2) The data in Figures 5 and 6 are not fully supportive of the finch blastoderm being in a naïve state at oviposition, and the chick being in a primed state. The authors should carry out the necessary statistical analyses to determine whether or not the genes expression differences observed are real or not. A key question that needs to be explicitly addressed by the authors is whether the gene expression pattern of the finch blastoderm becomes more epiblast-like (i.e., more chick-like) with post-oviposition incubation to stage EGK-X? In support of the chick blastoderm containing some naïve cells, Figure 6 appears to have some AP+ve and Nanog+ve aggregates in the chick panels, although the legend and text state otherwise.
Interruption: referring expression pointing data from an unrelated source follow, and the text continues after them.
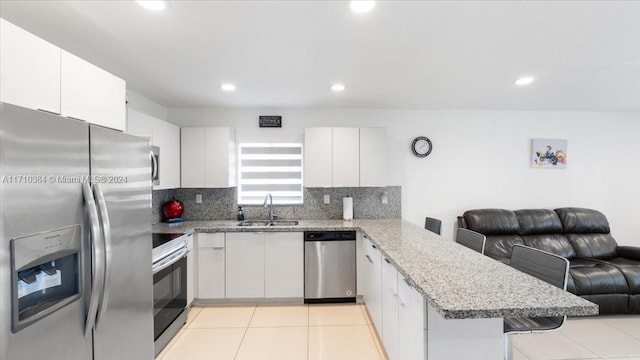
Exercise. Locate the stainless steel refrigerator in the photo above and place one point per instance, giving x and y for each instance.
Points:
(75, 240)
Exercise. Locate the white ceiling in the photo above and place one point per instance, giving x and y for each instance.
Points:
(403, 55)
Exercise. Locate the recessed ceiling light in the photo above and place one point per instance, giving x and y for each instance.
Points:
(362, 6)
(525, 80)
(155, 5)
(228, 87)
(337, 87)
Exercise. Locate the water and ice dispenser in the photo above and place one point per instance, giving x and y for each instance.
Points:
(45, 274)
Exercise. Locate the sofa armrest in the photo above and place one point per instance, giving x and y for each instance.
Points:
(629, 252)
Mak and colleagues generated colonies from both types of embryo, but the analyses remain too superficial to support the claim that naïve pluripotent cells can be extracted from pre-epithelial avian epiblast. Therefore, colonies formed from explanting single embryo cells should be characterised in more detail utilizing additional markers of naïve pluripotency, such as those shown in Figure 5.

We thank the reviewers for these comments. As the reviewers had suggested, we performed additional experiments by comparing ovipositional finch embryos before and after incubation (i.e., comparing EGK-VI-VIII finch embryos with EGK-X-XI finch embryo). The data (presented in revision Figure 5) is consistent with our chick/finch comparison (revision Figure 4). In both types of comparisons, no cDNA amplification was involved, and multiple biological replicates were prepared and quadruple Q-PCR reactions for each sample were performed. We think our Q-PCR data are statistical rigorous. We do agree with the reviewers that cross-species comparison of Q-PCR data should be interpreted with caution. We therefore would like to thank the reviewers for suggesting this experiment, which is now shown in revised Figure 5, which provided even stronger evidence for a transition from naïve to primed stages as development proceeds. We also tested the other experiment suggested by this reviewer, by performing Q-PCR analysis of cultured blastoderm cells (revision Figure 6). Due to the small amounts of RNA obtainable from a single colony and subsequent errors that could be introduced by cDNA amplification, as well as the “user bias”, all cells within a single well were used for Q-PCR analysis. Molecular data from this experiment suggest that MEK inhibition helps retain naïve markers in cultured blastoderm cells (revision Figure 6). The results together strengthen our conclusions.